Bob says that he doesn't want to buy the mushrooms at that price because he's have to charge 20 dollars a burger: Here's an opinion: Even if he found the mushrooms himself he should still do that. That's what they are actually worth. Am I wrong in thinking that?
Tina's stuff was funny because Louise was funny, but Tina continues her recent trend of being too dumb to be either sympathetic or plausible. It's kind of annoying. It's only tolerable because Louise is throwing her unseen shade. If we didn't have Louise's sardonic insults at her expense, Tina would be super annoying.
That was an okay episode. ***1/2.
Family Guy "Bri-Da"
That was awkward, but a bit necessary. The show did SO wrong by Ida in her first appearance, that this is sort of a do-over for her. I appreciate Brian growing as a person, at least about this one thing, and I loved Quagmire actually trying and failing to stand Brian. It amazes me how badly Ida's first episode comes across in hindsight. It was only like five years ago. Which I think why the episode used the timeframe on that joke it did.
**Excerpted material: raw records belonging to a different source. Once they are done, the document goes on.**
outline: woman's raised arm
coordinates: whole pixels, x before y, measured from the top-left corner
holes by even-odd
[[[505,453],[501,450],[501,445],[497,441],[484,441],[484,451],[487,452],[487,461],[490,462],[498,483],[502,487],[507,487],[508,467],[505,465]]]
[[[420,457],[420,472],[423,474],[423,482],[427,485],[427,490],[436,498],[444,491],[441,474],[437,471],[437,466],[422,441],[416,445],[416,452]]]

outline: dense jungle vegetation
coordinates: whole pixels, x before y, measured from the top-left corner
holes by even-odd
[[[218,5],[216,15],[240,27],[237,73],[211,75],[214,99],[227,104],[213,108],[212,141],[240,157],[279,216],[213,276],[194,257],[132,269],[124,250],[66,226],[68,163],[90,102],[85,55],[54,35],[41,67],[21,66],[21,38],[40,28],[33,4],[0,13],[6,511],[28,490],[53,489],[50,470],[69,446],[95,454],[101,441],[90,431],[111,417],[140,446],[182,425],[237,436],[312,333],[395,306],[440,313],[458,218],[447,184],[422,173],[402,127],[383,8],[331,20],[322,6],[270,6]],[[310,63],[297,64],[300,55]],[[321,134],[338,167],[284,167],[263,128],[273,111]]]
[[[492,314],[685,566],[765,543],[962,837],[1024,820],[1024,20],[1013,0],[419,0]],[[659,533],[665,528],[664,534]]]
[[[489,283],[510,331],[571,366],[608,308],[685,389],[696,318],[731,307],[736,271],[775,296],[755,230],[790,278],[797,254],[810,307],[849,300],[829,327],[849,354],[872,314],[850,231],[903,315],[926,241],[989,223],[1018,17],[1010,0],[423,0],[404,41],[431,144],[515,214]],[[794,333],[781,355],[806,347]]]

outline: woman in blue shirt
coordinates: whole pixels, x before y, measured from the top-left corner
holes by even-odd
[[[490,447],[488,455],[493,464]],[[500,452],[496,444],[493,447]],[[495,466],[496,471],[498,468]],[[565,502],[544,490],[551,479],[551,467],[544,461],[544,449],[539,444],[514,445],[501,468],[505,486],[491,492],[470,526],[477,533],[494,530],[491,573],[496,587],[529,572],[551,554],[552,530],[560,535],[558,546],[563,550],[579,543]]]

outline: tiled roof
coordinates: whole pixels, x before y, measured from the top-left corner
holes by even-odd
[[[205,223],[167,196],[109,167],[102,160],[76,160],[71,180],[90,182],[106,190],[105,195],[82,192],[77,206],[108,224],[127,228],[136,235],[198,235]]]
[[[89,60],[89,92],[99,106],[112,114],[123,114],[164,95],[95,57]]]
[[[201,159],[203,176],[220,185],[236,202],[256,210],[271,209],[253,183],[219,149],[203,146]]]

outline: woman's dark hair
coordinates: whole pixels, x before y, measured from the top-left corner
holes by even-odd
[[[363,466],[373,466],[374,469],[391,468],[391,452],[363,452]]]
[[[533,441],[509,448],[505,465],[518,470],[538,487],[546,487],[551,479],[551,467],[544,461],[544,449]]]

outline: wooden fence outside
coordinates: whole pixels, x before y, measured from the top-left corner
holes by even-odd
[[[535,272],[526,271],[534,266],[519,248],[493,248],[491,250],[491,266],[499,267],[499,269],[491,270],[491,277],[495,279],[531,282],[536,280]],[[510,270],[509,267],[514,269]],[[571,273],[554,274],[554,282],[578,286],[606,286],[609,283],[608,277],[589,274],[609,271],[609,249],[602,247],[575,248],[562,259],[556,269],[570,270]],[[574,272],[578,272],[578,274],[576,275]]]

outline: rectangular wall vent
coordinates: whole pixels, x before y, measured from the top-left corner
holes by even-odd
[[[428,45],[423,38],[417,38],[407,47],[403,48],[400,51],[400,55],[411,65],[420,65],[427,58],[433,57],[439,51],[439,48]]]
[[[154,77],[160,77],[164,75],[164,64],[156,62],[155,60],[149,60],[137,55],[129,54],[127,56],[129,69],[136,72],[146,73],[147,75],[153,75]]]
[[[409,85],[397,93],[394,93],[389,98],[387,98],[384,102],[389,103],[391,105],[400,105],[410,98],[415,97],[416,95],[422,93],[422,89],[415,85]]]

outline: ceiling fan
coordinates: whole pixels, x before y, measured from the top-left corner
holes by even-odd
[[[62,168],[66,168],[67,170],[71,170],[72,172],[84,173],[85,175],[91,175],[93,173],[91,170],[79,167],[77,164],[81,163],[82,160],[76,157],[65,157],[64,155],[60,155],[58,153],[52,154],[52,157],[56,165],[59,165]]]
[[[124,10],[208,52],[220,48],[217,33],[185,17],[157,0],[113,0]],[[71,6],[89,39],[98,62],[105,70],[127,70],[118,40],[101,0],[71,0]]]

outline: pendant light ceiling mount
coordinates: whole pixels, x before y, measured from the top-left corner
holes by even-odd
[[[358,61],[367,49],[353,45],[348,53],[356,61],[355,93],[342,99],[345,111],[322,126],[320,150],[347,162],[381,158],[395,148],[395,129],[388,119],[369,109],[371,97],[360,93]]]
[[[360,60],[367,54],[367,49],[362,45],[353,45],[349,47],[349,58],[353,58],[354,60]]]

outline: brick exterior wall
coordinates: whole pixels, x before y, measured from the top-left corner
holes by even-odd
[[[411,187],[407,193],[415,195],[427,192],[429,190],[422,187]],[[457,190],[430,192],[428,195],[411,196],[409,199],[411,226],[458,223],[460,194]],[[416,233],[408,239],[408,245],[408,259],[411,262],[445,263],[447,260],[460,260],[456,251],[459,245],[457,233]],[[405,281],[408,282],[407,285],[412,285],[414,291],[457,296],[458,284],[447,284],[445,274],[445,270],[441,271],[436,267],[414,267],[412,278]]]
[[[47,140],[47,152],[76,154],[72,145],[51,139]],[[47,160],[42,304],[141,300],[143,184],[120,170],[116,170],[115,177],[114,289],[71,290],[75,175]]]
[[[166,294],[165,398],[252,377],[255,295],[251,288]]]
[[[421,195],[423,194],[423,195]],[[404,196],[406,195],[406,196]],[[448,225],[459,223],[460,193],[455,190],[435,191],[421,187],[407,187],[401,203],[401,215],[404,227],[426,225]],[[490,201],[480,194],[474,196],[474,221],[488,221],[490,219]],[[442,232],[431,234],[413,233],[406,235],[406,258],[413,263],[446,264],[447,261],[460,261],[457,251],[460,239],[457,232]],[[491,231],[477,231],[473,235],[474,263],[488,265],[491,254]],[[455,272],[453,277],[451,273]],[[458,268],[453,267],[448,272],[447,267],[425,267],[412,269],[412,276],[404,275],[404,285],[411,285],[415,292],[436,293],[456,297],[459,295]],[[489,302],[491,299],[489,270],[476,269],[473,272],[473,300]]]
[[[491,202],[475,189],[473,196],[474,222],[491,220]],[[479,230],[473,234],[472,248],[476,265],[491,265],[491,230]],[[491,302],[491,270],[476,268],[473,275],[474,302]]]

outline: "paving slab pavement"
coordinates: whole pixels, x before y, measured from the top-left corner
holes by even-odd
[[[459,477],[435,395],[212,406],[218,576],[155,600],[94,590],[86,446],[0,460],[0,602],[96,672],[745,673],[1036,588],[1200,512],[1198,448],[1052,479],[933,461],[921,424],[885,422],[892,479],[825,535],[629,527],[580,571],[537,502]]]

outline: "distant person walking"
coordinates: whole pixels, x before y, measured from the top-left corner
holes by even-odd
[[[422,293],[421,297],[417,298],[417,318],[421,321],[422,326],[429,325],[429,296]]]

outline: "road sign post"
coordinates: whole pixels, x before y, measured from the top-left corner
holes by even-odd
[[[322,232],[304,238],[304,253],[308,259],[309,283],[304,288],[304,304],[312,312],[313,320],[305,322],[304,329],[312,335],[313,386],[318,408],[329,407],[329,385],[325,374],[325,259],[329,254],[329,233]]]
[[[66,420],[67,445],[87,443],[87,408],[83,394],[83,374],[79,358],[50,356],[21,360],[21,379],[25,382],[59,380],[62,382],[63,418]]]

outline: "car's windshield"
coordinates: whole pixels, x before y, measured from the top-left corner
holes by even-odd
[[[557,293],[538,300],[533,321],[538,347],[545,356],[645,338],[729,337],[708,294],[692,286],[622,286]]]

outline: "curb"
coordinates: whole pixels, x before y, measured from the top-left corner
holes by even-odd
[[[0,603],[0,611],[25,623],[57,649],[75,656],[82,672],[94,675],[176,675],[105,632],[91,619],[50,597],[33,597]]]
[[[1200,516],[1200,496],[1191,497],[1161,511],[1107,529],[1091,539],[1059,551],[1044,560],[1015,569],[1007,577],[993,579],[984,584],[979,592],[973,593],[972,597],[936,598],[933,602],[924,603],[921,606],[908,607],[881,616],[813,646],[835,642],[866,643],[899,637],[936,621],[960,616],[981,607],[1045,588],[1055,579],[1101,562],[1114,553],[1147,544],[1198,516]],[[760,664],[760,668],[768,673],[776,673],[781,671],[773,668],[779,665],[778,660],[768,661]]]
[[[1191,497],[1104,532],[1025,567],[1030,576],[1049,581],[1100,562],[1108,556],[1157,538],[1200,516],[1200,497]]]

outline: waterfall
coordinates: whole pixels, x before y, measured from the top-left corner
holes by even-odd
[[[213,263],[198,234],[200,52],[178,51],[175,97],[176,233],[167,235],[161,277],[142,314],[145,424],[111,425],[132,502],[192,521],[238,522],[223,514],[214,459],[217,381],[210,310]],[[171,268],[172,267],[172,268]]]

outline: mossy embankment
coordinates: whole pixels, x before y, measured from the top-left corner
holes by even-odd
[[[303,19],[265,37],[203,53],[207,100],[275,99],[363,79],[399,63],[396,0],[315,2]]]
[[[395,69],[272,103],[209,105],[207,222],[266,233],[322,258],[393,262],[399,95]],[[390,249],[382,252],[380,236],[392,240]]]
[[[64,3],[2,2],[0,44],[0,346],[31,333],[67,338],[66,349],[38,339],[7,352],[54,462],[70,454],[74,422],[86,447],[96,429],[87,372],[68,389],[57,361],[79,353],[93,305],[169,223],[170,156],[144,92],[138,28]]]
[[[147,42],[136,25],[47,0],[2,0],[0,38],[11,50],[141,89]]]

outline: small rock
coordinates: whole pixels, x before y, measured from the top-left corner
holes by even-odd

It also did a very interesting joke that I can't decide if it is true. But Ida is watching porn on her phone, the guy says she can't be watching that in here, Ida says she's transgendered, and the guy apologizes, and says she can do what she wants. I don't find that very true to life for how transgendered people are treated. On the other hand, I feel some behavior is given a LOT of slack because of liberal guilt, and trying to understand other cultures more than we should. A perfect example is Japanese rape culture, and the fetishizing and exploitation of young girls in anime. I find that abhorrent. But I'm not supposed to say that because putting down an entire culture is considered racist. But even if that's true, it's still abhorrent, whether I'm chastised for saying it or not. Same goes for how women and gays are subjugated in the Middle East. I don't believe I am under any obligations to understand or respect that idea. And even if I don't believe transgendered people ARE afforded that level of doubt, the joke interests me because there is some truth to it when applied to other scenarios.
Man, that previous paragraph might land me in trouble. Which is why the joke interested me in the first place.
The show has gotten so bad lately, that it amazes me what I'll accept and like and tolerate. It also tells me I am a much less picky viewer than some of my reviews would indicate. But I'll still give that a positive review, even though The Simpsons won the night on Fox. ***1/2.